Bolletta da 500mila euro, chiude catena d'hotel: «Trecento dipendenti a casa»

Caroli Hotel getta la spugna e chiude i battenti dopo quasi 60 anni di attività sul litorale di Gallipoli

Bolletta da 500mila euro, chiude catena d'hotel: «Trecento dipendenti a casa»

di Redazione web

Bollette di luce e gas passate da 100mila euro a 600mila euro al mese e Caroli Hotel getta la spugna e chiude i battenti dopo quasi 60 anni di attività sul litorale di Gallipoli. L'annuncio arriva dal direttore generale della struttura, Attilio Caputo. Con decorrenza immediata Caroli Hotels ha comunicato alla Prefettura di Lecce che sarà interrotta l’erogazione di servizi alberghieri e di ristorazione ai nuovi clienti. Il motivo? Costi insostenibili rispetto ai margini di profitto. 

 

Caro energia, proteste a Napoli: bruciate in piazza centinaia di bollette

Bollette alle stelle, «via libera a stufe a legna e camini». Ecco dove

 

L'annuncio del dg delle strutture alberghiere

Bollette cresciute di 500mila euro al mese. Costi insostenibili che hanno spinto il gruppo Caroli a chiudere tutti e 5 gli hotel in Salento che offronto circa mille posti letto. Da ieri gli hotel Terminal e Villa La Meridiana di Santa Maria di Leuca e Le Sirene, Joli Park Hotel e Club Bellavista di Gallipoli non accettano più prenotazioni ma si limitano solo ad accogliere turisti e convegnisti ai quali è già stato confermato il booking.

A rischio 275 dipendenti

A rischio ci sono 275 dipendenti, per i quali è stata chiesta la Cassa integrazione. La causa sono gli «spropositati ed insostenibili costi, che hanno eroso totalmente i margini di profitto - spiega Attilio Caputo, direttore generale delle strutture alberghiere salentine operative dal 1966 -, e che rendono impossibile garantire il prosieguo dell'attività pur ricorrendo alle opportunità offerte dal sistema creditizio ed all'implementazione di impianti fotovoltaici, la cui installazione non è stata ancora autorizzata».

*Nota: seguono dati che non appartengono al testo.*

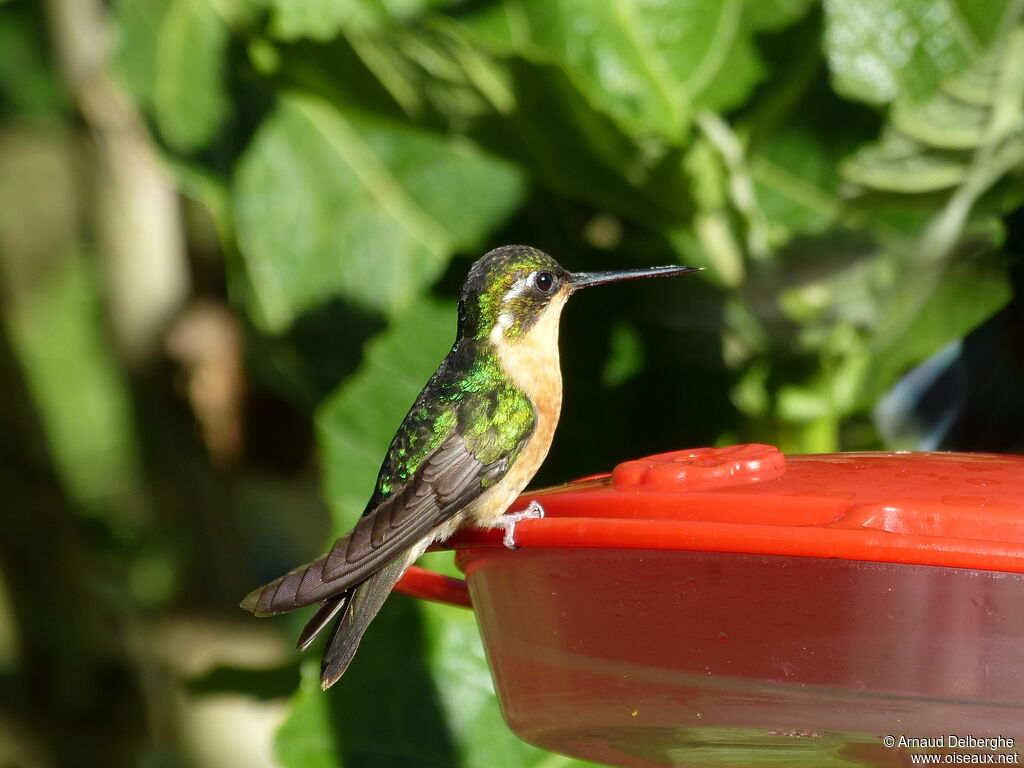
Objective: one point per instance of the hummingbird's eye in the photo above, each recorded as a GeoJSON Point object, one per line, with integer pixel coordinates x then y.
{"type": "Point", "coordinates": [544, 282]}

Caputo aggiunge di aver comunicato l'imminente chiusura alla Prefettura di Lecce e si dice «rammaricato del disservizio che creeremo ad ospiti, partner e fornitori». «Ringrazio i nostri collaboratori, che saranno, ahimè, i primi ad essere penalizzati dalla situazione, e mi auguro - sottolinea - che un ritorno alla normalità possa far ricreare le condizioni per una riapertura. La Germania - rileva con rammarico l'albergatore - ha varato subito un piano di aiuti da 200 miliardi per aziende e famiglia, in Italia si è fatto poco». A confermare la situazione drammatica in cui si trovano gli hotel del Salento, ma anche dell'Italia intera, è Giancarlo De Venuto, presidente di AssoHotel Lecce. «È a rischio chiusura - denuncia - l'80% delle strutture ricettive sia in Salento sia in Italia con una perdita di posti di lavoro pari ad un dipendente ogni tre camere». De Venuto spiega che nel 2021 su una camera venduta a 100 euro (Iva esclusa) l'albergatore sosteneva un costo di 8 euro al giorno per l'energia. Oggi i costi energetici sono lievitati a 24 euro al giorno a camera, oltre alle spese per lavanderia e ristorazione. E quando la stagione cala, i costi diventano davvero insostenibili e si deve chiudere. «Invoco - dice - politiche incisive non metodi palliativi per evitare che altre imprese alberghiere gettino la spugna. Bisogna reagire immediatamente, calmierare i prezzi in maniera sensibile per evitare il rischio di avere i turisti ma non avere le imprese dove accoglierli».